The FDA has granted approval top loncastuximab tesirine for the treatment of relapsed or refractory diffuse large B-cell lymphoma, according to a press release from ADC Therapeutics.
The FDA has granted approval top loncastuximab tesirine (Lonca, Zynlonta) for the treatment of relapsed or refractory (R/R) diffuse large B-cell lymphoma (DLBCL), according to a press release from ADC Therapeutics.1
Approval for Loncastuximab tesirine is based on the results of the phase 2 LOTIS-2 trial (NCT03589469), which showed that the agent elicited a high response rate in patients R/R DLBCL who have received 2 or more prior lines of therapy.1
The LOTIS-2 trial enrolled 145 patients. The primary outcome of the study was overall response rate (ORR). Secondary outcomes included duration of response (DOR) up to 3 years, complete response (CR), relapse-free survival (RFS), progression-free survival (PFS), overall survival (OS), frequency and severity of adverse events (AEs), and time to maximum concertation of Loncastuximab Tesirine, pyrrolobenzodiazepine (PBD) conjugated and warhead SG3199.

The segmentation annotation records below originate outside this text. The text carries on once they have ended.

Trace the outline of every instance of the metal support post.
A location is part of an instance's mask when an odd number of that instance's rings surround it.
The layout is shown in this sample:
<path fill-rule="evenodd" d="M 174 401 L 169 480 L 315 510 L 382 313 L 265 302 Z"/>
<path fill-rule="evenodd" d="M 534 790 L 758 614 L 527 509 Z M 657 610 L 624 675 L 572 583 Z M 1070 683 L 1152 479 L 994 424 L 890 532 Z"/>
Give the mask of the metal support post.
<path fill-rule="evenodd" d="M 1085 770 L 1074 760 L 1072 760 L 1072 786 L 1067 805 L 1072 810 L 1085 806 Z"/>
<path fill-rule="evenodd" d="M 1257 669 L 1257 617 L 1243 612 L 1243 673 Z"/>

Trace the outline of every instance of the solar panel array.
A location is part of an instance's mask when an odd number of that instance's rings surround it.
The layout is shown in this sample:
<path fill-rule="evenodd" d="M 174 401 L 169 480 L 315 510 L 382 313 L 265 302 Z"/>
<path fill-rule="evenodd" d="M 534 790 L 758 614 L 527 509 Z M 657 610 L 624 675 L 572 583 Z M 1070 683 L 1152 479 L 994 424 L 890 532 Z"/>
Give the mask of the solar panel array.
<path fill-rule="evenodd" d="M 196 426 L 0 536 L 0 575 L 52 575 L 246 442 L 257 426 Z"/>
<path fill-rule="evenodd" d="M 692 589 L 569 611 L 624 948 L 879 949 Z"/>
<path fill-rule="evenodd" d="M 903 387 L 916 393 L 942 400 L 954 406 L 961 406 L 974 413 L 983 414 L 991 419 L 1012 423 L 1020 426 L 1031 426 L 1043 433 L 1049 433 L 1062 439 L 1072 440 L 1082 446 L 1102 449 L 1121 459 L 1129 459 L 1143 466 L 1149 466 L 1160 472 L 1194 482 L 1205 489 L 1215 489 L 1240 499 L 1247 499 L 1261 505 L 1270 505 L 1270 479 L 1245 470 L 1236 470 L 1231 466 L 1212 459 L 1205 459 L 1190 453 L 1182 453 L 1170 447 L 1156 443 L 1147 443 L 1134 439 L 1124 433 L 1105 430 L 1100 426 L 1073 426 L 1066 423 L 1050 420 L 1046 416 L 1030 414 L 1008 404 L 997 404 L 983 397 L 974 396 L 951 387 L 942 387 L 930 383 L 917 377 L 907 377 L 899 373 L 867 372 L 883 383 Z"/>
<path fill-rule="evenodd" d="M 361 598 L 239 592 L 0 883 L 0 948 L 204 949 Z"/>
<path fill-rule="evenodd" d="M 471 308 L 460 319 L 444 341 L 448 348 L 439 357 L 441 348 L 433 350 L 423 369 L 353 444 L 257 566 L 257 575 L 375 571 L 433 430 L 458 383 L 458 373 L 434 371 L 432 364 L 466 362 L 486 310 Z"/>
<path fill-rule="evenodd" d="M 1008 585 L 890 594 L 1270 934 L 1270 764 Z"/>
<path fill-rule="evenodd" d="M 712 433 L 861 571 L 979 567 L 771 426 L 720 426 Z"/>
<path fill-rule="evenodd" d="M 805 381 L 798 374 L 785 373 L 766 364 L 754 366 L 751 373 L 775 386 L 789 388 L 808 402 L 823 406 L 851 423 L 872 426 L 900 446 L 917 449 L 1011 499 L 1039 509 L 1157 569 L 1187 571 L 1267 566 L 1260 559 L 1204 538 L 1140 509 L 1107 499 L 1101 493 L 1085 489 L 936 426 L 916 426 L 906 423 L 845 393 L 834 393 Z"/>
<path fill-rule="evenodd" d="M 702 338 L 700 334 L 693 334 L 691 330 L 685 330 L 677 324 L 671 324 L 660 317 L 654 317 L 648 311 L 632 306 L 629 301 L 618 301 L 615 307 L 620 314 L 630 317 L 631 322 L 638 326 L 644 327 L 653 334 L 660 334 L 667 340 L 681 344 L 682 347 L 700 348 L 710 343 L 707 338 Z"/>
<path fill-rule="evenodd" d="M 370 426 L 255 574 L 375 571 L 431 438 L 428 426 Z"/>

During the single-arm study, patients received the agent intravenously over 30 minutes on day 1 of each 3-week cycle at a dose of 150 μg/kg Q3W for 2 cycles. After that, patients received 75 μg/kg Q3W for every cycle up to one year after the initial treatment or until disease progression, unacceptable toxicity, or any other discontinuation criteria, whichever occurs first.
The overall ORR to the agent was 48.3%. In total, 24.1% of patients experienced a CR. The median age of the participants was 66 years. Patients had between 2 to 7 prior systemic therapies, with a median of 3. At least 1 post-baseline score was available for 130 patients. The completion rate among patients treated at each visit was 92% or higher. After 9 cycles of therapy, less than 20 patients had patient-reported outcome scores available for analysis.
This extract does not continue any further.